JRuby for Cheminformatics - Reading and Writing InChIs Via the Java Native Interface
The increased use of the InChI identifier is making the reading and writing of InChIs a standard cheminformatics capability. Recent articles have discussed the advantages of JRuby for cheminformatics. One disadvantage of JRuby is that code written in C can't be directly used. The presents a potential problem for libraries, such as the InChI toolkit, that are written in C. Fortunately, the solution is simple. Today's tutorial will demonstrate how InChIs can be both read and written using the C-InChI toolkit via JRuby and the excellent JNI-InChI library.
About JNI-InChI
The JNI-InChI library, written by Jim Downing and Sam Adams, wraps the C InChI toolkit in a Java Native Interface. This low-level toolkit is suitable for building more complex software, but lacks many features present in the C InChI toolkit. For example, JNI-InChI doesn't directly interconvert SMILES or molfile with InChI. For that you'd need to build a support library. If you're building a toolkit from scratch, this lightweight approach can be a significant advantage.
The JNI-InChI binary distribution jarfile includes the compiled native InChI library. In this sense it's virtually indistinguishable from any other Java library. This simplified packaging makes it exceptionally easy to use JNI-InChI from JRuby, as we'll see below.
Installation
JRuby can be installed as described previously. To install the JNI-InChI library for JRuby, simply copy the current release jarfile into the lib
directory of your JRuby installation. That's all there is to it.
A Simple Library
We can now write a simple library to read InChIs via JRuby:
require 'java'
include_class 'net.sf.jniinchi.JniInchiInput'
include_class 'net.sf.jniinchi.JniInchiInputInchi'
include_class 'net.sf.jniinchi.JniInchiWrapper'
module IUPAC
def read_inchi inchi
input = JniInchiInputInchi.new inchi
JniInchiWrapper.getStructureFromInchi input
end
end
Testing the Library
By saving the above library to a file called iupac.rb, we can parse InChIs via JRuby:
jirb
irb(main):001:0> require 'iupac'
=> true
irb(main):002:0> include IUPAC
=> Object
irb(main):003:0> output = read_inchi 'InChI=1/C14H10/c1-3-7-13-11(5-1)9-10-12-6-2-4-8-14(12)13/h1-10H'
=> #<Java::NetSfJniinchi::JniInchiOutputStructure:0x1ed5459 @java_object=net.sf.jniinchi.JniInchiOutputStructure@313170>
irb(main):004:0> output.num_atoms
=> 14
irb(main):005:0> output.num_bonds
=> 16
Writing InChIs
Because JNI-InChI is a low-level toolkit, writing InChIs is feasible, but not trivial. We must first construct a representation, and then get the InChI for it. For example, we could get the InChI for methane as follows:
jirb
irb(main):001:0> require 'java'
=> true
irb(main):002:0> include_class 'net.sf.jniinchi.JniInchiInput'
=> ["net.sf.jniinchi.JniInchiInput"]
irb(main):003:0> include_class 'net.sf.jniinchi.JniInchiAtom'
=> ["net.sf.jniinchi.JniInchiAtom"]
irb(main):004:0> include_class 'net.sf.jniinchi.JniInchiWrapper'
=> ["net.sf.jniinchi.JniInchiWrapper"]
irb(main):005:0> input = JniInchiInput.new
=> #<Java::NetSfJniinchi::JniInchiInput:0x2f2295 @java_object=net.sf.jniinchi.JniInchiInput@15b0333>
irb(main):006:0> a1 = input.add_atom JniInchiAtom.new(0,0,0, "C")

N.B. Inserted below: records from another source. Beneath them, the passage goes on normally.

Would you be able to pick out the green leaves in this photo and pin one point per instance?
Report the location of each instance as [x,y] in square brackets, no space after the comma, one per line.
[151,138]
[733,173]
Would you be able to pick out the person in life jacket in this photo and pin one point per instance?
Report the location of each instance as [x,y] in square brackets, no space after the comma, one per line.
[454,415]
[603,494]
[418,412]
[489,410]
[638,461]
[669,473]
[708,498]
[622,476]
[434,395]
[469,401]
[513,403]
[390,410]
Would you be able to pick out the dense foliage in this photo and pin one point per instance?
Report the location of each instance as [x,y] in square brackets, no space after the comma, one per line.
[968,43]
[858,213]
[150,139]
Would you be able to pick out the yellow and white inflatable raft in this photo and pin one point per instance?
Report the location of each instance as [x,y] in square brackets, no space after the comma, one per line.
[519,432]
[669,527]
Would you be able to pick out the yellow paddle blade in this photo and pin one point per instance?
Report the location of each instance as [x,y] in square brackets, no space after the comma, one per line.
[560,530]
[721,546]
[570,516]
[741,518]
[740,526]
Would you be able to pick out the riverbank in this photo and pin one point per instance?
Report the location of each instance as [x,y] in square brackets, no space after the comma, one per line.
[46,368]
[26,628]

=> #<Java::NetSfJniinchi::JniInchiAtom:0x1b22920 @java_object=net.sf.jniinchi.JniInchiAtom@2f356f>
irb(main):007:0> a1.set_implicit_h(4)
=> nil
irb(main):008:0> output = JniInchiWrapper.get_inchi input
=> #<Java::NetSfJniinchi::JniInchiOutput:0xf894ce @java_object=net.sf.jniinchi.JniInchiOutput@132ae7>
irb(main):009:0> output.get_inchi
=> "InChI=1/CH4/h1H4"
Fortunately, we don't have to work that hard. The Chemistry Development Kit, through JNI-InChI, supports reading and writing of InChIs via a variety of molecular languages, including SMILES and molfile. More on that later, though.
Conclusions
Provided that a Java Native Interface exists for a C library, it can be used from JRuby. Future articles will discuss the use of other cheminformatics libraries written in either C or C++ from JRuby, and their integration with pure Java and Ruby libraries.